Naarmate de transitie vordert en in een volgende fase terechtkomt, komt er steeds meer informatie beschikbaar. Zo kunnen bijvoorbeeld de ervaringen van (gewezen) deelnemers en gepensioneerden met de transitie pas gemeten worden wanneer zij transitie-informatie van de uitvoerders van hun pensioenregeling hebben ontvangen. Het zwaartepunt van de monitoring zal dan ook geleidelijk van de arbeidsvoorwaardelijke fase naar de implementatiefase verschuiven.

Knelpunten gezamenlijk oplossen

De regeringscommissaris ziet op dit moment geen noodzaak om de uiterste transitiedatum verder aan te passen dan de voorgenomen verlenging tot 1 januari 2028. Wel geeft zij aan dat de sector voortvarend aan de slag moet blijven. Daarnaast is het van belang dat voor gesignaleerde knelpunten gezamenlijk naar een oplossing wordt gezocht en de sector snel duidelijkheid krijgt, van zowel wetgever als toezichthouders, wanneer die er nog niet is.

Uitstelgedrag bij werkgevers

Ook signaleert de regeringscommissaris dat er bij vooral kleinere werkgevers die aangesloten zijn bij verzekerde regelingen sprake lijkt te zijn van uitstelgedrag. Zij zijn nog niet allemaal voortvarend bezig met de overstap naar een nieuwe regeling. Dit kan aan het einde van de transitieperiode tot een samenloop van veel overstappers leiden, die voor verzekeraars en PPI’s lastig te verwerken wordt. De minister roept dan ook werkgeversorganisaties, financieel adviseurs, verzekeraars en PPI’s op om gezamenlijk voldoende communicatie in te zetten om deze groep kleinere werkgevers te activeren.

Hoorrecht

Met de Wet toekomst pensioenen is voor verenigingen van gepensioneerden en van gewezen deelnemers het zogeheten hoorrecht geïntroduceerd. Hiermee kunnen zij gelegenheid krijgen hun oordeel uit te spreken over het concept-transitieplan van het pensioenfonds.

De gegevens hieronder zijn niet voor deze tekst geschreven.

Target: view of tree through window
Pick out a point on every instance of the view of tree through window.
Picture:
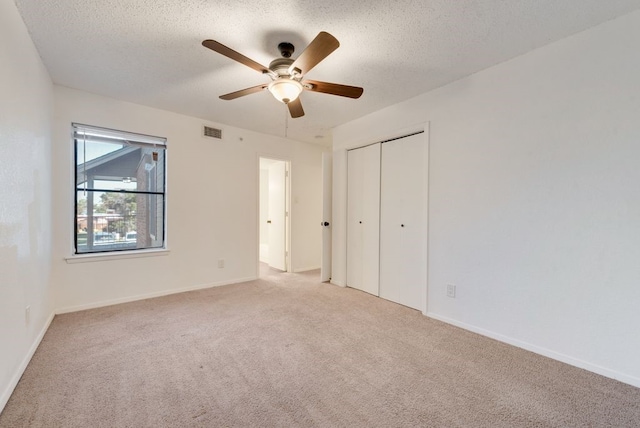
(120, 190)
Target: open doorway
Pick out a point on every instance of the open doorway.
(274, 221)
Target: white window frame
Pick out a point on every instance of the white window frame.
(138, 140)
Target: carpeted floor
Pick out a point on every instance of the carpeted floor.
(287, 350)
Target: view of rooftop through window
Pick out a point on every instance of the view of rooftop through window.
(120, 190)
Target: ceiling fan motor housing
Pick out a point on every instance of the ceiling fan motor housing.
(286, 49)
(280, 66)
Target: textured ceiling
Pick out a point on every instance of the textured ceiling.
(149, 52)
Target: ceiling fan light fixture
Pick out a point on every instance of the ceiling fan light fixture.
(285, 90)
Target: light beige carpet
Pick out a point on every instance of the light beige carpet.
(289, 351)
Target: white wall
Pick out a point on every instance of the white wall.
(264, 213)
(25, 188)
(534, 208)
(212, 204)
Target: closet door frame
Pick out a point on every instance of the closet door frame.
(341, 204)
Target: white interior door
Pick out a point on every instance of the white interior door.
(277, 216)
(403, 229)
(327, 179)
(363, 218)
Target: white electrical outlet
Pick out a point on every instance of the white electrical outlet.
(451, 290)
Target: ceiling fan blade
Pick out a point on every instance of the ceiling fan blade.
(243, 92)
(295, 108)
(318, 49)
(333, 88)
(236, 56)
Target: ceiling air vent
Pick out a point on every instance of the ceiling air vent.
(213, 132)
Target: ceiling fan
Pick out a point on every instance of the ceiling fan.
(287, 74)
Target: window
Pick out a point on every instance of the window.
(120, 190)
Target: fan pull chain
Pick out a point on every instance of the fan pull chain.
(286, 123)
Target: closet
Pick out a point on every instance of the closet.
(386, 220)
(363, 218)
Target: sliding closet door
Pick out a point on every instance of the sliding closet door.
(403, 235)
(363, 218)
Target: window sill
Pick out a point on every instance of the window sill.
(101, 257)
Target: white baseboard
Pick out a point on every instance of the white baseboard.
(6, 394)
(631, 380)
(298, 270)
(111, 302)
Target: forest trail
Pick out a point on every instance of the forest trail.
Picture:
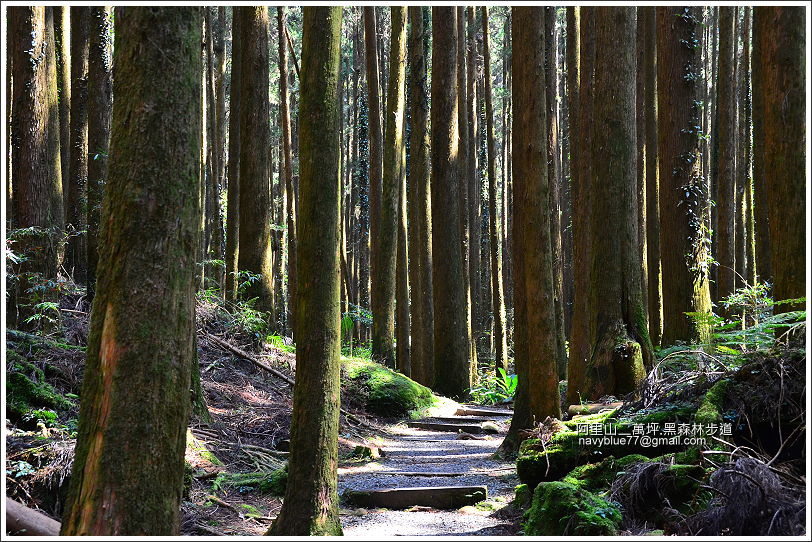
(448, 459)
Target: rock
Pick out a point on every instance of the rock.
(562, 509)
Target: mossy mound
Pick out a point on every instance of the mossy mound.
(384, 391)
(27, 390)
(599, 476)
(560, 508)
(261, 482)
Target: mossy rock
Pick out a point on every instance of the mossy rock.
(386, 392)
(560, 508)
(274, 483)
(712, 406)
(599, 476)
(27, 390)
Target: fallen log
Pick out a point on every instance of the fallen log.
(592, 408)
(23, 521)
(448, 497)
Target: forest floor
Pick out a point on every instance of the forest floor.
(236, 461)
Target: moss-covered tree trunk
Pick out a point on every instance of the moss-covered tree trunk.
(99, 110)
(290, 193)
(76, 189)
(383, 284)
(494, 225)
(127, 476)
(233, 167)
(463, 155)
(474, 183)
(684, 199)
(554, 176)
(255, 205)
(726, 176)
(35, 153)
(618, 328)
(62, 35)
(310, 506)
(422, 354)
(782, 35)
(451, 346)
(760, 207)
(581, 201)
(654, 266)
(536, 342)
(383, 322)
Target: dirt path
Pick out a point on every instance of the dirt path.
(412, 450)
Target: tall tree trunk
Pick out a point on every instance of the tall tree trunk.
(618, 330)
(581, 201)
(451, 346)
(383, 281)
(76, 204)
(726, 179)
(290, 192)
(233, 171)
(127, 476)
(99, 110)
(382, 324)
(422, 365)
(255, 226)
(494, 226)
(62, 36)
(536, 343)
(654, 267)
(36, 157)
(683, 193)
(782, 33)
(394, 266)
(554, 177)
(310, 506)
(474, 186)
(463, 155)
(760, 206)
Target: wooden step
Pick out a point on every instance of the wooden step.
(482, 411)
(451, 427)
(447, 497)
(461, 419)
(592, 408)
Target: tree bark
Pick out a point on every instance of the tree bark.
(233, 171)
(618, 330)
(292, 213)
(36, 156)
(536, 344)
(654, 266)
(310, 506)
(684, 209)
(99, 111)
(783, 90)
(726, 179)
(127, 476)
(255, 227)
(494, 226)
(581, 201)
(451, 346)
(422, 353)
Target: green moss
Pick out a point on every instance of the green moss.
(271, 484)
(386, 392)
(561, 509)
(710, 410)
(524, 496)
(26, 390)
(599, 476)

In ieder geval bij 57% van de geanalyseerde transitieplannen heeft een vereniging zich gemeld bij de sociale partners om gebruik te maken van het zogeheten hoorrecht. Uit een quickscan blijkt dat dit hoorrecht in veel gevallen op een adequate manier wordt uitgevoerd, aldus de minister. Wel blijkt het belangrijk dat de verenigingen tijdig betrokken worden. In 20% van de gevallen heeft het hoorrecht geleid tot aanpassingen in het concept-transitieplan door de sociale partners. In een aantal gevallen hebben de betrokken partijen de vormgeving van het hoorrecht als ontoereikend ervaren.

Solidaire premieregeling

Uit de gepubliceerde transitieplannen blijkt dat sociale partners bij 26 van de 28 fondsen kiezen voor de solidaire premieregeling. In alle gevallen zijn ze een solidariteitsreserve of een risicodelingsreserve overeengekomen. De hoogte van deze reserves varieert tussen de 3% en 15%; de omvang van de reserve is in 67% van de pensioenregelingen afhankelijk van de dekkingsgraad op het moment van transitie. Bij de overige pensioenregelingen is de omvang van de reserve niet afhankelijk van de dekkingsgraad op het moment van transitie.